Top issues for President Trump on his trip to Japan
Concerns over North Korea, China and trade top the list.
— -- President Trump begins his longest trip yet as president -- a 13-day tour throughout Asia -- with a visit to perhaps the U.S.'s strongest ally in the region and a nation where he enjoys the closest relationship with a leader.
Japan will host the president for two days, from Sunday until Tuesday morning, as Trump hopes to "reaffirm the U.S.-Japan alliance as a cornerstone for regional peace and security," according to a senior administration official.
During that time, he's expected to hold several meetings and play one round of golf with Prime Minister Shinzo Abe, who is fresh off a commanding election victory in October. Trump is also scheduled to visit U.S. troops stationed in the country and meet with families of Japanese citizens abducted by the North Korean regime.
For the Trump administration, Japan has been a steadfast, if somewhat surprisingly strong ally, after Trump at times bashed the country on the campaign trail. Here's a look at the top issues in the key relationship.
Threat from North Korea
Nothing unifies two allies more than a common threat. Kim Jong-un’s provocative ballistic missile and nuclear tests have rattled Japan, especially because some of the most recent missile launches have flown over Japanese airspace.
Abe seized on the threat as a top campaign issue, promising a strong defense of the homeland and aggressive efforts to stop North Korea.
"At a time when North Korea is threatening us and increasing tensions, we must never waver," he said in his last campaign speech before the election last month. "We must not yield to the threat of North Korea."
After a decisive win and a "supermajority" for his party in the parliament, Abe will now forge ahead with his efforts to amend Japan's post-World War II pacifist constitution to officially recognize Japan's "Self-Defense Forces" as a legitimate military.

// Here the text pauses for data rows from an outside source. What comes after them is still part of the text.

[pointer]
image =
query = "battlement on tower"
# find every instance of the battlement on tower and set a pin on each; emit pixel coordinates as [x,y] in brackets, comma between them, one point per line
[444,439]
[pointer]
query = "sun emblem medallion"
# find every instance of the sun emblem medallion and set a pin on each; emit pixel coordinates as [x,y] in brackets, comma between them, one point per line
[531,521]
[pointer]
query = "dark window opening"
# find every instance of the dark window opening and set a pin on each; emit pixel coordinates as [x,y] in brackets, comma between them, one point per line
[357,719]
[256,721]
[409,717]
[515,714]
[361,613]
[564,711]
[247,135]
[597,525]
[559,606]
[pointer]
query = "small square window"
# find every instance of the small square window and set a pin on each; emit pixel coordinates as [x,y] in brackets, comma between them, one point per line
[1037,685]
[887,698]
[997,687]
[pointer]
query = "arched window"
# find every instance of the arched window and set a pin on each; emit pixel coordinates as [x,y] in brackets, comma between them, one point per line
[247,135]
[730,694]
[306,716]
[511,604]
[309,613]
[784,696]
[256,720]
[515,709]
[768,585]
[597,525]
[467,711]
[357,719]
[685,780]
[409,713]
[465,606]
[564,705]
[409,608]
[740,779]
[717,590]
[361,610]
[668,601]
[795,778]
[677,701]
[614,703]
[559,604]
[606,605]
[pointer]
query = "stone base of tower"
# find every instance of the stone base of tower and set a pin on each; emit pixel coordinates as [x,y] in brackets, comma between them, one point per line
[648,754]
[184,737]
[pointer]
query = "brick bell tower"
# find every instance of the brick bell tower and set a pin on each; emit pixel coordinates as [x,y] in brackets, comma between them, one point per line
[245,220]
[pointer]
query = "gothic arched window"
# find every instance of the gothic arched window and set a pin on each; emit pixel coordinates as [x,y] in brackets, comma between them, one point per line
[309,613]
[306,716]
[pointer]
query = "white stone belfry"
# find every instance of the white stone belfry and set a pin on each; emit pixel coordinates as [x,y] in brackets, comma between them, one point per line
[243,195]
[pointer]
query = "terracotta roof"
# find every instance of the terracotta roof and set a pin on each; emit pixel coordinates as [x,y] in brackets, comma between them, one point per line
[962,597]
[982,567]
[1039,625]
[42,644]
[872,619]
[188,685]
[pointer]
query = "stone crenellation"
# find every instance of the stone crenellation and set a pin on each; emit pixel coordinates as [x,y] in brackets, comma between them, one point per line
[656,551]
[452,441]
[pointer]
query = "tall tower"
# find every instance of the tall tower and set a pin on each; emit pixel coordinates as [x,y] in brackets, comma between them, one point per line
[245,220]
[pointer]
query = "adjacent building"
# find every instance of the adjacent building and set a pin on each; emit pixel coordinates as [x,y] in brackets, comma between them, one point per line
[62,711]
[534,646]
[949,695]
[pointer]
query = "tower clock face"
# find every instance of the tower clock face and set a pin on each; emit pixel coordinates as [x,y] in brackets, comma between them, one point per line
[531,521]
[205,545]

That's an effort the Trump administration will likely support, as it continues to seek a robust military deterrent of North Korea. Both allies have maintained that "all options," including the use of force, are on the table for dealing with North Korea's nuclear program.
That assertive stance makes South Korea nervous, not only about inciting North Korea, but also because of Japan's history of aggression in South Korea, which still bears fresh scars. Balancing the defensive needs of Japan and the concerns of South Korea, already upset that Trump will spend more time in Japan, will be a tricky tightrope for the president.
Pushing back on China
The Trump administration has entered a new term into its vocabulary -- one that it hopes to use as a clarion call for allies against an increasingly forceful China. After Secretary of State Rex Tillerson first used it in a speech about India, several senior administration officials have begun to talk not about the Pacific or a pivot to Asia, as the Obama administration did, but about the "Indo-Pacific region."
With the U.S. on one end and India on the other, the goal is to increase ties between the world's two largest democracies and unite with like-minded countries Japan and Australia to push back against a China-dominated world order.
"You'll see an emphasis on a need for all countries to adopt economic policies based on free-market principles," a senior administration official said of the trip, in a thinly veiled reference to China.
Pushing that strategy is a key part of the president's trip, and as a dominant economic power that operates by the same rules and norms, Japan is crucial to that effort. It also has a keen interest in making sure its powerful, much larger neighbor doesn't get too strong.
"The president is likely to discuss ways that the Japan and U.S. can continue to work together to promote an open and fair trade and investment climate in the Indo-Pacific," the official added, in particular referencing a shared "vision" for transparent, market-based, and high-standard "development financing for major infrastructure projects" -- another swipe at China and its One Belt, One Road initiative to provide funding for developing countries seeking growth.
Trade no longer an issue?
What's interesting is that in briefing reporters before the trip and in Trump's own rhetoric while in office, Japan's own economic relationship with the U.S. is nearly never mentioned.
As a candidate, Trump often lumped Japan in with China and Mexico, bashing the three countries for their trade deficits with the U.S.
"They do things to us that make it impossible to sell cars in Japan. And yet they sell cars into us, and they come in, like, by the hundreds of thousands on the biggest ships I’ve ever seen," Trump told a group of business leaders on his third day in office. Days later, Trump withdrew the U.S. from the Trans-Pacific Partnership, a multilateral trade deal also known as TPP -- a major disappointment to Japan that stoked fears of further action.
But since then, Abe has undertaken an effective campaign to win Trump over. The two countries have set up an economic dialogue, meeting every couple of months and chaired by Vice President Mike Pence.
The high-level engagement -- and some steps by Japanese manufacturers to ease the trade deficit -- seemed to have paid off, with little heat on Japan since the TPP withdrawal.
That stands in contrast to the U.S.'s other key East Asia ally, South Korea, which Trump has consistently bashed, threatening to tear up the free trade pact known as KORUS.
Some analysts are concerned that doing so at a time when the U.S. needs South Korea in its campaign against North Korea is dangerous, especially because the Trump administration and South Korea's liberal and more pacifist President Moon Jae-in don't always see eye to eye. That's a divide that China and North Korea will both try to take advantage of and deepen.